Canada must regain its competitiveness 

We need tax reforms and other initiatives that will help spur entrepreneurial spirit and encourage investment

Ian MadsenCanada is gradually losing its competitiveness – but it can be regained.

According to the International Institute for Management Development (IMD), a graduate business school and research centre, we’re down three spots from 2018 to 13th.

Canada is now ranked below the United States and Switzerland, as well as other energy-dominated nations such as Norway, the United Arab Emirates and Qatar. Consequently, its attractiveness as a place to live, work, invest, start or operate a business, or retire in, has dropped.

Abundant natural resources, relatively safe streets, good public schools, strong rule of law, relatively easy immigration rules, efficient financial markets and a well-educated workforce are no longer sufficient. All but the first are essential in any modern, dynamic, robustly growing economy, which Canada currently lacks.

Canada’s gross domestic product growth rate is about two per cent, barely above the population growth rate of roughly one per cent. Fostering investment is crucial to raising productivity, and thus growth and living standards.

The ranking and reputation of Canada’s ease of doing business is falling. In a World Bank annual survey, Canada ranked 22nd, below some nations that were previously not in its league, such as North Macedonia and Malaysia, and well below other advanced nations.

While the World Bank doesn’t examine the tax burden on individuals or companies directly, it does look at ease of paying taxes, including complexity.

The World Bank cites studies showing that a 10 per cent reduction in tax complexity is equivalent to a one per cent reduction in the tax rate. Tax burdens are not directly examined by the bank, but complexity makes it difficult and more expensive for small businesses to file taxes.

One relatively easy way to reduce tax complexity is to make the calculation of corporate income tax congruent with International Financial Reporting Standards. This isn’t difficult, although it may require adjustment of rates to bring in the same amount of money for the federal government and the provinces.

It would also make it more difficult for politicians to make the tax code a Christmas tree, festooned with shiny baubles of exclusions, deductions, credits and preferences that seek to direct business investment and behaviour towards political ends.

In the United States, our biggest trading partner and closest competitor, most of these were done away with in the great tax reform package in 2018. It brought about a surge in capital investment (only later counteracted by harsh trade action that harmed business confidence).

In that nation, rates were also reduced, to 21 per cent, which superficially appears worse than the Canada’s 15 per cent. But the U.S. rate is effectively on free cash flow, not income, making the overall burden lower and also making it more attractive to spend on machinery, equipment, instruments and structures. And provincial rates add 11 to 13 per cent to the Canadian total, while many American states have little or no state income tax.

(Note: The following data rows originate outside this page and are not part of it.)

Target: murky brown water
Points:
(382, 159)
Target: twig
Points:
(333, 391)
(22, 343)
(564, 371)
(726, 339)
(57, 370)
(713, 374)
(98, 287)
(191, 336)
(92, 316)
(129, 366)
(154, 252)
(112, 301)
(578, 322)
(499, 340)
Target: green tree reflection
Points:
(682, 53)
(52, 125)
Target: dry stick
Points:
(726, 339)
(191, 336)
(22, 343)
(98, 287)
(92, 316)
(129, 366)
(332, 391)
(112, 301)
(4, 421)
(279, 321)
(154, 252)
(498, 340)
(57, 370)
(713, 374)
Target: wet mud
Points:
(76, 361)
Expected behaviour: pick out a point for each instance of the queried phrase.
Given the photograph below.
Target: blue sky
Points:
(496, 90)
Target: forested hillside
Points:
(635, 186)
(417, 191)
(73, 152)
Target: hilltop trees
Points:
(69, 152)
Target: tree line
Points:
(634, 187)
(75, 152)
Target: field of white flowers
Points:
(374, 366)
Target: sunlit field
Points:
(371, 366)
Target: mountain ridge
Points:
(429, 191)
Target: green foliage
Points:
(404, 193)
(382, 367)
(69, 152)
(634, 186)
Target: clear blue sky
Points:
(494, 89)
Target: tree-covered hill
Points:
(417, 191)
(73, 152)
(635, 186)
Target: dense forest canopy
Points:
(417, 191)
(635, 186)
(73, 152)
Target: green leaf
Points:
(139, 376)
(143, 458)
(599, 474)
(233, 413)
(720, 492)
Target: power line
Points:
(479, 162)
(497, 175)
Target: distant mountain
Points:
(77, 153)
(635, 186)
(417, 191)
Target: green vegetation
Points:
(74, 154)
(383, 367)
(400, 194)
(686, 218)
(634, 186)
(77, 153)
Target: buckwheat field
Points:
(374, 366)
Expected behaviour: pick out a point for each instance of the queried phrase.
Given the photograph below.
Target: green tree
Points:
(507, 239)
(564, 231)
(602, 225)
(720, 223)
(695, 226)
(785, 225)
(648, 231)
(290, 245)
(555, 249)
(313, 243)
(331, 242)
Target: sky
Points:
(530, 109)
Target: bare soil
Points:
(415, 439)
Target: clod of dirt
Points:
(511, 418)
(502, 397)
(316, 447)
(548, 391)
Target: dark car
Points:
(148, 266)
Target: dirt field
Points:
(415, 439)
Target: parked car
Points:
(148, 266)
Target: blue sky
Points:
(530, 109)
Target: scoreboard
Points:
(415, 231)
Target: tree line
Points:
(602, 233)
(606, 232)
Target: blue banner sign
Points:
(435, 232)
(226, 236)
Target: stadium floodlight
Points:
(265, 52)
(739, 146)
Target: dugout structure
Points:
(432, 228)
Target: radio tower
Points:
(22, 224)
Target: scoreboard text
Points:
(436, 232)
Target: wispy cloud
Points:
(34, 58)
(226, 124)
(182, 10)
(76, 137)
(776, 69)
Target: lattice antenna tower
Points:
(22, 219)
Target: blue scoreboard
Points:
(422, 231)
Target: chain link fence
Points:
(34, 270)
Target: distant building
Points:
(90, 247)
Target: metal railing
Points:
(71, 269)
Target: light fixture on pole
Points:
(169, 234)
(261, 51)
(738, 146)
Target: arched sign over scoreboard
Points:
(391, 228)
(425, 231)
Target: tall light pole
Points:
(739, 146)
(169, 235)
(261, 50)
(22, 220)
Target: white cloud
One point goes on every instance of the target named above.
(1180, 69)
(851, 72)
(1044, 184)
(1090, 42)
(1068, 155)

Canada also lacks critical mass in certain key sectors: semiconductors and computer hardware; biotechnology, pharmaceuticals and medical devices and instruments; defence electronics and aerospace; information technology and venture capital.

Canada has to try harder to attract and retain businesses, and the quality, well-paying jobs those businesses generate. Trying harder includes making corporate income taxes simpler and lower. The former can be done intelligently and carefully, and the latter can be done gradually, as Quebec is doing.

Taxation on individuals is also politically contentious. If this nation wanted to make a bold effort to provide incentives to entrepreneurial spirit, it would make the tax rate on incomes over $5 million or $10 million a year lower than those in the next lowest bracket – to give high earners something to strive for.

It would also attract investors from around the world to revitalize the economy. It would also accelerate the incipient, if sluggish, trend to diversify into the industries of tomorrow.

Canada doesn’t exist in a vacuum. It’s competing for the best talent and the hungriest capital from around the world. It doesn’t have Silicon Valley, a biotech eco-system or a vibrant defence sector, and no gimmicks and giveaways by the federal government or the provinces will really change that.

However, some smart reforms to taxes, and a change in attitude and approach, can garner more interest and investment.

Canada can become a strong player in world competitiveness, if the government can form a pro-growth, pro-business plan. Only a little imagination and courage is needed.

Ian Madsen is a senior policy analyst with the Frontier Centre for Public Policy.